Andor Showrunner Tony Gilroy’s Favorite Season Might Surprise You

When it comes to measuring different seasons of a given show, some are easier to categorize than others. The series finale of “Stranger Things,” for example, may not leave many fans scrambling to put season 5 at the very top of their list. But how about having to name a favorite season of “Andor,” the acclaimed and ambitious “Star Wars” production that came to a triumphant end in 2025? Your choices come down to the batch of episodes that gave us Luthen Rael’s (Stellan Skarsgård) “sunless space” monologue, and Diego Luna’s Cassian Andor inciting a prison riot in “One Way Out,” against the heartbreaking Ghorman massacre, or Mon Mothma (Genevieve O’Reilly) delivering the anti-fascist speech of her life. Don’t ask us “Andor” obsessives to choose between our children!
You know who it is not a problem for ? None other than “Andor” creator/showrunner/writer Tony Gilroy, incredibly enough. 2026 may be here, but the man who helped reinvent “Star Wars” is still basking in last year’s monumental achievement — and rightly so. In a lengthy interview with Total Film, Gilroy was asked his thoughts on the series now that it’s firmly in the rearview mirror. He didn’t even hesitate to name the season he is most proud of:
“For me, the second season is more exciting because of how compressed it was and how we had to do it. It’s really hard to tell people who aren’t writers how exciting it is to work on something in this structure, where we have all this negative space, without having to throw a basket of exposure on the table, and the challenge of that is really exciting. I wouldn’t have wanted to miss that experience. So, I’m very happy with what we’ve done. This is absolutely intentional.”
Tony Gilroy doesn’t regret shortening Andor from five to two seasons.

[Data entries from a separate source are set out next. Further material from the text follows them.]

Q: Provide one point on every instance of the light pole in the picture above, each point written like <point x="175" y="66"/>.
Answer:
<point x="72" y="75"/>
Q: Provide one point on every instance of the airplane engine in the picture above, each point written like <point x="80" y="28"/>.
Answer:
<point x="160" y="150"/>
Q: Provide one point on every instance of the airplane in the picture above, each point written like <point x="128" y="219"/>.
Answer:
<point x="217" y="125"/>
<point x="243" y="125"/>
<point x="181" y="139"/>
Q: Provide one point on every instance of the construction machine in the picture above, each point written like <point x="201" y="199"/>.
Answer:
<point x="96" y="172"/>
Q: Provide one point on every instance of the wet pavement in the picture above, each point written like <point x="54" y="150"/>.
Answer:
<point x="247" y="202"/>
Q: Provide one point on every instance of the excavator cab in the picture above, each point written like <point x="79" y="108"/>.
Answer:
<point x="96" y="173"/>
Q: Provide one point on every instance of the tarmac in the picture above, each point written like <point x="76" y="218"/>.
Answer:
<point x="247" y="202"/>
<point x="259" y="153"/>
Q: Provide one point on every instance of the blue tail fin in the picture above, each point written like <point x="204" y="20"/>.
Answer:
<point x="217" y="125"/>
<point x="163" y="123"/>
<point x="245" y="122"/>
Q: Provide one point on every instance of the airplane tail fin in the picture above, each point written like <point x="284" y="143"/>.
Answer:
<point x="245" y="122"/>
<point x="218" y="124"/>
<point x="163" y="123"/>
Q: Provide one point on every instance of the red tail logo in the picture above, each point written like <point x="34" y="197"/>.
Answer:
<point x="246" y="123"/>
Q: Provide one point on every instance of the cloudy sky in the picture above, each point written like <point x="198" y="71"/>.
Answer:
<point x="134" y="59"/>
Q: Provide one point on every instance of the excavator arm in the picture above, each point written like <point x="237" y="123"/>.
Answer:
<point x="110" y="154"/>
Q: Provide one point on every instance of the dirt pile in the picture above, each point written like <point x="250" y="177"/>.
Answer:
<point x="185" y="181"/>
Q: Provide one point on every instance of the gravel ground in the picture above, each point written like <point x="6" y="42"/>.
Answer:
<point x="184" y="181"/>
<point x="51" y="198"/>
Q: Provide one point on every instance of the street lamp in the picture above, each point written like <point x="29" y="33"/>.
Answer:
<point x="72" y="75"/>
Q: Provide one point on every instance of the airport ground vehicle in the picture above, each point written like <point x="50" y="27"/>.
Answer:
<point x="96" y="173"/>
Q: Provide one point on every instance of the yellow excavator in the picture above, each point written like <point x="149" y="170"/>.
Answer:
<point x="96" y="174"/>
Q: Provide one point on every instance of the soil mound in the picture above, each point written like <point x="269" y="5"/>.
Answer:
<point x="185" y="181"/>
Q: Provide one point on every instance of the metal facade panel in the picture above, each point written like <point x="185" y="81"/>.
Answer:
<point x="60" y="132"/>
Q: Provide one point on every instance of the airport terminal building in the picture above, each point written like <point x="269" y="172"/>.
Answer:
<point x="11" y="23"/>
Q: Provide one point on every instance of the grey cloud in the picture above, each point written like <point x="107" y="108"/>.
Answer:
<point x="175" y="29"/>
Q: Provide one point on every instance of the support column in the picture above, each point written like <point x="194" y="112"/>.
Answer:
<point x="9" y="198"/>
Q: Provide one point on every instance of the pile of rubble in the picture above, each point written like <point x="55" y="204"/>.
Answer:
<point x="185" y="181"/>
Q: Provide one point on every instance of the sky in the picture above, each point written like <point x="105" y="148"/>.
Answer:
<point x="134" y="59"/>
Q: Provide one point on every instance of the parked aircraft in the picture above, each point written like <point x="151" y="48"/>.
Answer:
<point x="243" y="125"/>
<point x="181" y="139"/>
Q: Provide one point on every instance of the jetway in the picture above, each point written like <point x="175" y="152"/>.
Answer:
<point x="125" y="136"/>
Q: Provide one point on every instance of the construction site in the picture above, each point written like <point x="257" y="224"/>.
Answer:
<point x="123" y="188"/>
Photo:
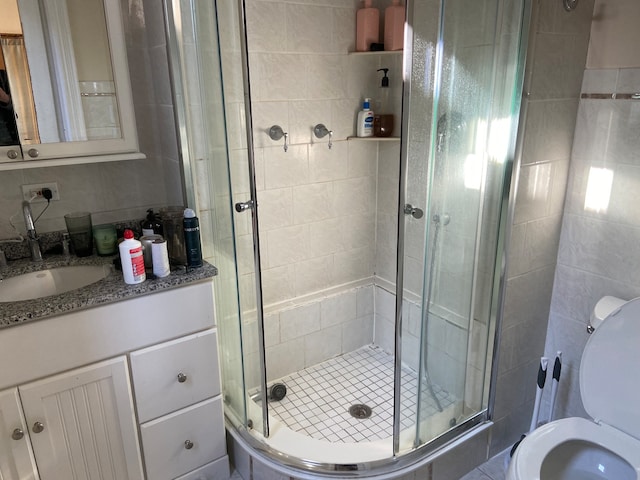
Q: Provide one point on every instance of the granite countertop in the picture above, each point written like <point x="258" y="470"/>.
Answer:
<point x="108" y="290"/>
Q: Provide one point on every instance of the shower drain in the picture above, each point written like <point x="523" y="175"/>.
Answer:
<point x="360" y="411"/>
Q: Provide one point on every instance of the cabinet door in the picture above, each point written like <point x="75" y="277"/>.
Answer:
<point x="16" y="457"/>
<point x="82" y="424"/>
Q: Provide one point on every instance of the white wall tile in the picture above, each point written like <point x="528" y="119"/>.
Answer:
<point x="322" y="345"/>
<point x="338" y="309"/>
<point x="325" y="164"/>
<point x="266" y="26"/>
<point x="313" y="203"/>
<point x="299" y="321"/>
<point x="308" y="27"/>
<point x="275" y="208"/>
<point x="287" y="245"/>
<point x="313" y="275"/>
<point x="286" y="169"/>
<point x="364" y="301"/>
<point x="357" y="333"/>
<point x="285" y="358"/>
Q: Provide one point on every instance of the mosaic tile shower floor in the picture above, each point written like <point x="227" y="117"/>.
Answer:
<point x="318" y="398"/>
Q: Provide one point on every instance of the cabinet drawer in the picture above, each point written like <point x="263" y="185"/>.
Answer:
<point x="164" y="440"/>
<point x="175" y="374"/>
<point x="218" y="470"/>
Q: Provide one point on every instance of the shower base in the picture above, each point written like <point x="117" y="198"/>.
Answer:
<point x="319" y="397"/>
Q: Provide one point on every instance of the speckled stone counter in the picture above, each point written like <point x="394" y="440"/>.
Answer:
<point x="108" y="290"/>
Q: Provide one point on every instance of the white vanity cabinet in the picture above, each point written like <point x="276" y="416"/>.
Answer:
<point x="16" y="455"/>
<point x="67" y="392"/>
<point x="179" y="403"/>
<point x="79" y="424"/>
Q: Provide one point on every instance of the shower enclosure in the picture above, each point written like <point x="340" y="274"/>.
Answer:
<point x="359" y="285"/>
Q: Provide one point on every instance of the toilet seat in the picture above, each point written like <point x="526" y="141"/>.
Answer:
<point x="526" y="463"/>
<point x="610" y="393"/>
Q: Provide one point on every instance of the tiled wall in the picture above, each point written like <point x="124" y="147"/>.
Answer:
<point x="317" y="206"/>
<point x="307" y="334"/>
<point x="598" y="249"/>
<point x="555" y="64"/>
<point x="116" y="190"/>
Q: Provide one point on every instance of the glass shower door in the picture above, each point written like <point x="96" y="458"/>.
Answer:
<point x="205" y="45"/>
<point x="465" y="75"/>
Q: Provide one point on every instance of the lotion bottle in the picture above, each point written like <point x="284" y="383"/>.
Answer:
<point x="132" y="259"/>
<point x="394" y="26"/>
<point x="367" y="27"/>
<point x="365" y="120"/>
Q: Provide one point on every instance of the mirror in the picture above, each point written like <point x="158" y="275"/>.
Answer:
<point x="57" y="68"/>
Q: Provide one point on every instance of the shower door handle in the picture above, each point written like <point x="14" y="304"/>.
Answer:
<point x="242" y="206"/>
<point x="415" y="212"/>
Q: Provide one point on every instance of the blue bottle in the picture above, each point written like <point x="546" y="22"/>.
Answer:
<point x="192" y="239"/>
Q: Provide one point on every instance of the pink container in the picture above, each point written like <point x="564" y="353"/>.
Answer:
<point x="367" y="27"/>
<point x="394" y="26"/>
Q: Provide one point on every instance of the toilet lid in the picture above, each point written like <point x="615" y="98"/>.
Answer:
<point x="610" y="370"/>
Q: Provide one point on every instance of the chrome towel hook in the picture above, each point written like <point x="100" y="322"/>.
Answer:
<point x="321" y="131"/>
<point x="276" y="133"/>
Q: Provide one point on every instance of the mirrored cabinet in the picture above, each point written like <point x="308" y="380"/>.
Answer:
<point x="66" y="93"/>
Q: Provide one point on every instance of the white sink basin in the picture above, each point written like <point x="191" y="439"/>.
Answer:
<point x="54" y="281"/>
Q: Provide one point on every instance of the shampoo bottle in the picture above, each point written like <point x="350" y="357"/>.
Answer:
<point x="192" y="239"/>
<point x="365" y="120"/>
<point x="394" y="26"/>
<point x="132" y="259"/>
<point x="367" y="27"/>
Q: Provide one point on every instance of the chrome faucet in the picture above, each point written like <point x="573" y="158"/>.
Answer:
<point x="32" y="236"/>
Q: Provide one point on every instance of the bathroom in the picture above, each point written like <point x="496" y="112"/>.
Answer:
<point x="562" y="256"/>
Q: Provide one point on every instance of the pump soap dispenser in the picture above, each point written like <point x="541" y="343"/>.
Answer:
<point x="367" y="27"/>
<point x="383" y="119"/>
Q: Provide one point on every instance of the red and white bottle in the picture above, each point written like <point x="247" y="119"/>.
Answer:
<point x="132" y="259"/>
<point x="367" y="27"/>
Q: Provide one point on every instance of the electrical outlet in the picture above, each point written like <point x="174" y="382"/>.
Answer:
<point x="35" y="190"/>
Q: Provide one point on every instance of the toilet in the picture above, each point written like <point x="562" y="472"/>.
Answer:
<point x="607" y="447"/>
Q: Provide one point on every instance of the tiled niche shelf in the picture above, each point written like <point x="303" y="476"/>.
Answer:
<point x="374" y="139"/>
<point x="381" y="52"/>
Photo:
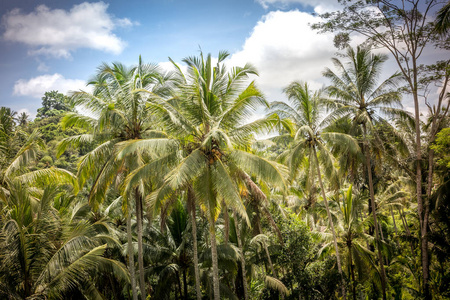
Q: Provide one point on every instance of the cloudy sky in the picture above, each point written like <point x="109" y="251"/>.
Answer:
<point x="57" y="45"/>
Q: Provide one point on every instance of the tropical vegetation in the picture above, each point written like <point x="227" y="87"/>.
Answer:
<point x="153" y="184"/>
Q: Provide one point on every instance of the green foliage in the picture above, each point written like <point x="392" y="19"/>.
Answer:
<point x="441" y="146"/>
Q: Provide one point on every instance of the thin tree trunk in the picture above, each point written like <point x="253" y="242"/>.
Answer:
<point x="179" y="285"/>
<point x="131" y="256"/>
<point x="191" y="206"/>
<point x="185" y="284"/>
<point x="372" y="202"/>
<point x="272" y="269"/>
<point x="352" y="271"/>
<point x="395" y="227"/>
<point x="338" y="258"/>
<point x="226" y="218"/>
<point x="215" y="263"/>
<point x="242" y="258"/>
<point x="139" y="214"/>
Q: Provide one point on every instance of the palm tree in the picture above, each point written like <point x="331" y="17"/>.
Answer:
<point x="120" y="114"/>
<point x="358" y="97"/>
<point x="310" y="138"/>
<point x="207" y="118"/>
<point x="46" y="254"/>
<point x="442" y="23"/>
<point x="352" y="237"/>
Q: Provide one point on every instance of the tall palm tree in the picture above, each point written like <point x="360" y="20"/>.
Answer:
<point x="119" y="114"/>
<point x="353" y="238"/>
<point x="207" y="117"/>
<point x="310" y="137"/>
<point x="358" y="97"/>
<point x="46" y="254"/>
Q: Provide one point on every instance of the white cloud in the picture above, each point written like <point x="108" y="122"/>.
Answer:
<point x="37" y="86"/>
<point x="42" y="67"/>
<point x="284" y="48"/>
<point x="320" y="6"/>
<point x="58" y="32"/>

This is spoken of as a creative talent who has absolutely no interest in second-guessing himself about how he brought things to a radical but satisfying conclusion with “Andor.” As many fans know, Tony Gilroy had initially considered a five-season plan for this prequel series before realizing he needed to completely change his approach — a bold move that resulted in an unusual time-jumping structure that occurs every few episodes in Season 2. Even the most skeptical would have to agree that it proved to be a resounding success, helping to bridge the years-long gap between “Andor” and “Rogue One: A Star Wars Story” in a compressed television schedule, and Gilroy himself readily agrees. Speaking to Total Film, the showrunner expressed no regrets about sticking with his two-season adjustment:
“I wouldn’t tell the story any differently at all. If we were working on Season 1 and I was 35 and Diego was 35 and we had unlimited time, and Disney had money, and someone said, ‘Gee, can you do it in four?’ [seasons]?’ You would build a frame for four [seasons] it would work. And you would love it. But by the time we got into it, it was so designed and intentional that it was exactly what it was.”
Man, may we all develop the same sense of zen. It’s an industry reality that some elements would be lost along the way, like that horror-infused episode of K-2SO that wasn’t meant to be or even a possible cameo from Emperor Palpatine. While we can dream about what five full seasons of “Andor” might have been like, Gilroy clearly isn’t losing any sleep over it. Either way, two brilliant seasons are certainly better than nothing.